Dlaczego RFN była gotowa poświęcić tak dużo dla realizacji projektu podbałtyckiego połączenia? Wynika to z niemieckiej chęci zbudowania własnej pozycji gospodarczej i politycznej dzięki sile rosyjskich surowców. Centrale położenie RFN na europejskiej mapie predestynuje ten kraj do roli centralnego hubu dystrybucyjnego. Pozycja ta jest wzmocniona dzięki dobrze rozwiniętej niemieckiej infrastrukturze przesyłowej, czyli przede wszystkim sprawnymi interkonektorami. To wszystko sprawia, że Niemcy są w stanie zaprzęgnąć rosyjski gaz do budowy własnej pozycji politycznej i gospodarczej – surowiec ten trafia do nich bowiem bez żadnych pośredników i w ogromnych ilościach. W dodatku, dobre relacje z Rosją sprawiają, że Berlin płaci za błękitne paliwo bardzo atrakcyjną cenę (niższą niż m.in. Polska, która jest przecież geograficznie bliższa Rosji). RFN trzyma zatem rękę na kurkach z gazem, ma wpływ na jego ceny, może na nim zarabiać – dlatego właśnie plan transformacji energetycznej Niemiec (Energiewende) opiera się na wizji jak największego udziału źródeł odnawialnych, które muszą być stabilizowane – a doskonałym stabilizatorem są elektrownie zasilane gazem.

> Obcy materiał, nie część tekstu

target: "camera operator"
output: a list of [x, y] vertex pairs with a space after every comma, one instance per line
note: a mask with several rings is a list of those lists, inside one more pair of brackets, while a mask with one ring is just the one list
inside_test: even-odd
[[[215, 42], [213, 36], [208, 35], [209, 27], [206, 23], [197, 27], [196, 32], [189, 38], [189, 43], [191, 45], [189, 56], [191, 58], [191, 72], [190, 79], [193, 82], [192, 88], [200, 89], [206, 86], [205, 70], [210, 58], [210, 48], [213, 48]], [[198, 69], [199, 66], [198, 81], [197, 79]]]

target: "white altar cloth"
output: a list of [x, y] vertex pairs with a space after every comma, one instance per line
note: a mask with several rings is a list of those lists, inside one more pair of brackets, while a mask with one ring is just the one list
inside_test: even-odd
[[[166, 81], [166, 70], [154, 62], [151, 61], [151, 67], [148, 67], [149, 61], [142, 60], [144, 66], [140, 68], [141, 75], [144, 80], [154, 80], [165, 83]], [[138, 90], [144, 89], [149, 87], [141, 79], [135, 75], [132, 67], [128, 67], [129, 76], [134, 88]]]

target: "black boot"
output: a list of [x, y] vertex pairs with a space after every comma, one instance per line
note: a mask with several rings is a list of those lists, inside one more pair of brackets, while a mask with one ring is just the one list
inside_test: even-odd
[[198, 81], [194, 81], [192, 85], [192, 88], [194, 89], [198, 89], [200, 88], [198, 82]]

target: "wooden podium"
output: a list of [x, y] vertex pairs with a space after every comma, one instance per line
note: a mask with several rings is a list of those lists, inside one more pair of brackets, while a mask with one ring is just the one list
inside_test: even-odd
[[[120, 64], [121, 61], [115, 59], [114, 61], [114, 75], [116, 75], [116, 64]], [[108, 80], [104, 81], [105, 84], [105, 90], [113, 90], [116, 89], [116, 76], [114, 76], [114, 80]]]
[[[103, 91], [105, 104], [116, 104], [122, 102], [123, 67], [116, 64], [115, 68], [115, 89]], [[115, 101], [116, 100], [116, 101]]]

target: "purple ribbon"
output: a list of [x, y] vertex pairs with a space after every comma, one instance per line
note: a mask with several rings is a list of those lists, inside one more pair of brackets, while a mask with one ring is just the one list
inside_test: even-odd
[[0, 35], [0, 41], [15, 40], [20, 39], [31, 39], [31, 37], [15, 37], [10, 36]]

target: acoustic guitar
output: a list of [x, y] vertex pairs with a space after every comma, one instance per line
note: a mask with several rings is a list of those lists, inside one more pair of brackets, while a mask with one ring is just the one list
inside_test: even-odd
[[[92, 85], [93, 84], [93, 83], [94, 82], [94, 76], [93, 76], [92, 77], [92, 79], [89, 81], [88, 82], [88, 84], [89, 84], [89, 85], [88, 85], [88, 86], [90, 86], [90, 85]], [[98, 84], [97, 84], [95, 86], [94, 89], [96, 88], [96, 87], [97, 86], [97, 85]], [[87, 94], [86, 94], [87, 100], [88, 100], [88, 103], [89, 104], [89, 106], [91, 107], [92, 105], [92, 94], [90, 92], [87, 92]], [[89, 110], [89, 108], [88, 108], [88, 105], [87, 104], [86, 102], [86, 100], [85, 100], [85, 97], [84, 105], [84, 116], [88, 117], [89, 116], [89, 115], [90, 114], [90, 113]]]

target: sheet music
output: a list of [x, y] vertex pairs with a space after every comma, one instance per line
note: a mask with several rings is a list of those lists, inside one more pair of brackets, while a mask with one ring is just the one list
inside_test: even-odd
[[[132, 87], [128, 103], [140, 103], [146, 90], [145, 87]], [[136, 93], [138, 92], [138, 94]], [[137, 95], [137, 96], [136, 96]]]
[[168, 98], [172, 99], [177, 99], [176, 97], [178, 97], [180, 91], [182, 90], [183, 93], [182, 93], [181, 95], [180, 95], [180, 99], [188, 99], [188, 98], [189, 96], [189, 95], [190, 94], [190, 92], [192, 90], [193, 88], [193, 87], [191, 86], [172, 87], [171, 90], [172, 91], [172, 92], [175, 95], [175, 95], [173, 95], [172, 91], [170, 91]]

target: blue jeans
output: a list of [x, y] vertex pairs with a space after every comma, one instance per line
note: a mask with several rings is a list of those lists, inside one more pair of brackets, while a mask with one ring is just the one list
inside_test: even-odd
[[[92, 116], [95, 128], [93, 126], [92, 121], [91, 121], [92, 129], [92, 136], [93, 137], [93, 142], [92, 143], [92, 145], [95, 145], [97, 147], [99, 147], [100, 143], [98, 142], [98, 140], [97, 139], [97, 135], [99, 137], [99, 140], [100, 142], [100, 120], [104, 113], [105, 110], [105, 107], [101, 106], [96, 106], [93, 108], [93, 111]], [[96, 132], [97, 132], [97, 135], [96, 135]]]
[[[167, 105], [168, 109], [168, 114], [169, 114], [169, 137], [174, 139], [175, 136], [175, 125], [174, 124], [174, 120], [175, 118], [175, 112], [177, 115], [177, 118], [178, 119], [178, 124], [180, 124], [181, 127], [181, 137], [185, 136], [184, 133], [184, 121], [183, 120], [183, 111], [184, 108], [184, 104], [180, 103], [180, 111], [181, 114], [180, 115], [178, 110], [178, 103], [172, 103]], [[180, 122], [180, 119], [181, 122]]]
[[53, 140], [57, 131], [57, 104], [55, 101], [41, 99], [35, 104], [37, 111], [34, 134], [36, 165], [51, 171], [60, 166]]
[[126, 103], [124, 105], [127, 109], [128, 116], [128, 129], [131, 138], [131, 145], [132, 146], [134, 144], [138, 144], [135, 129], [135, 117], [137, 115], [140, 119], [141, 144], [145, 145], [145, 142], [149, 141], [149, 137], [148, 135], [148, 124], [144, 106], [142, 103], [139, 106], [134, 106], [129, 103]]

Cel ten połączony jest z innym segmentem działań Berlina, równie antyklimatycznym w swym wydźwięku. Chodzi o walkę z czystym, bo praktycznie bezemisyjnym atomem – Niemcy starają się wyłączyć własne oraz inne europejskie elektrownie jądrowe, choć może to zachwiać bezpieczeństwem energetycznym UE i storpedować jej wysiłki zmierzające do wyhamowania zmian klimatu. Tymczasem, jak się okazuje, Niemcy sami określili, jaki jest cel ich antyatomowej walki. Jej sens zawiera się bowiem w słowach umowy koalicyjnej CDU/CSU i SPD: „(...) osadzenie Energiewende w kontekście europejskim otwiera szansę na zmniejszenie kosztów i wykorzystanie efektu synergii. Chcemy dodatkowych możliwości rozwoju i wzrostu zatrudnienia w Niemczech oraz możliwości eksportowych dla niemieckich firm na rynkach międzynarodowych”. Niemcy otwarcie wskazują zatem, że ich antyatomowa polityka (bo taka właśnie jest Energiewende) ma na celu budowę gospodarczej potęgi RFN (poprzez stymulowanie rozrostu rynku pracy oraz zwiększenie możliwości eksportowych), a co za tym idzie – wzrost pozycji politycznej Niemiec.

Patrząc z tej perspektywy na spotkanie Angeli Merkel z aktywistkami klimatycznymi nie sposób nie pokiwać z uznaniem głową nad sprawnością polityczną niemieckiej kanclerz. Przywodzi ona na myśl scenę z filmu „Full Metal Jacket”, w której główny bohater prezentuje hełm z przypiętą „pacyfką” oraz napisem „Born to kill” Patrząc jednak realnie, spotkanie z Gretą Thunberg to dla Merkel kolejna sposobność do robienia polityki wizerunkowej, utwierdzającej Niemcy w roli lidera transformacji proklimatycznej. Pozwala to ukrywać niewygodne fakty dotyczące Energiewende i prawdziwej roli tego procesu dla RFN i Europy.